A video taken New Year’s Day has just been released that shows a Rutland police officer, Michael Nesshoever, repeatedly firing a pepperball launcher at a detainee named Jamek Hart, who is constrained in a holding cell with his feet shackled and hands cuffed behind his back.

The pepperball pistol, which works something like a paintball gun and is ordinarily used for crowd control, fires three pellets at a time.  The video shows the detainee, whose pants have fallen to the floor, being hit repeatedly on the bare skin of his lower legs and buttocks.  At least twenty shots were fired at the helpless man, according to the head of the Rutland Police Commission.  As the pepperballs strike, the victim’s angry rants and protests turn to screams of pain before he falls to the floor.  Police then place a bag over his head–reminiscent of Abu Ghraib.

At least three police officers, all of whom are white (with one sporting a “skinhead” style haircut), were involved in the assault on Hart, who is black.

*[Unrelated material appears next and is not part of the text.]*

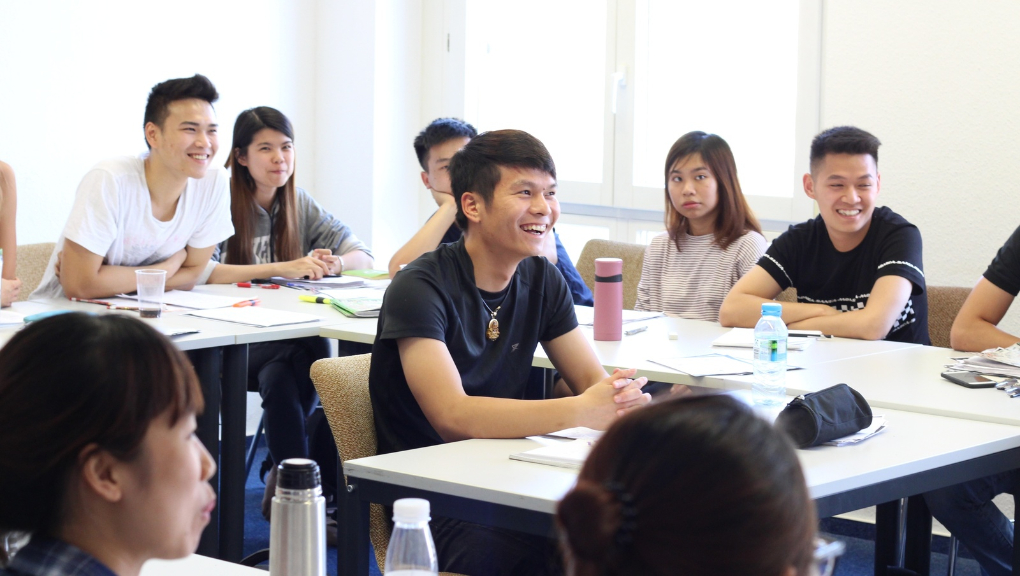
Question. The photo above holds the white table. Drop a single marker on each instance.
(197, 565)
(476, 480)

The director of Vermont’s ACLU, Allen Gilbert, warns against assuming the brutality was racially motivated.  “People usually jump to that conclusion if an incident involves a person in the minority, but it’s not necessarily the case,” the Rutland Herald reports him cautioning.

Maybe or maybe not.  Police have a hard job and have to deal with some unsavory characters.  And perhaps these particular officers abuse all their prisoners, regardless of color.  But when white cops on an all white force gratuitously torment and torture a black man who is bound hand and foot, powerless to resist, it certainly looks like institutionalized racism to me.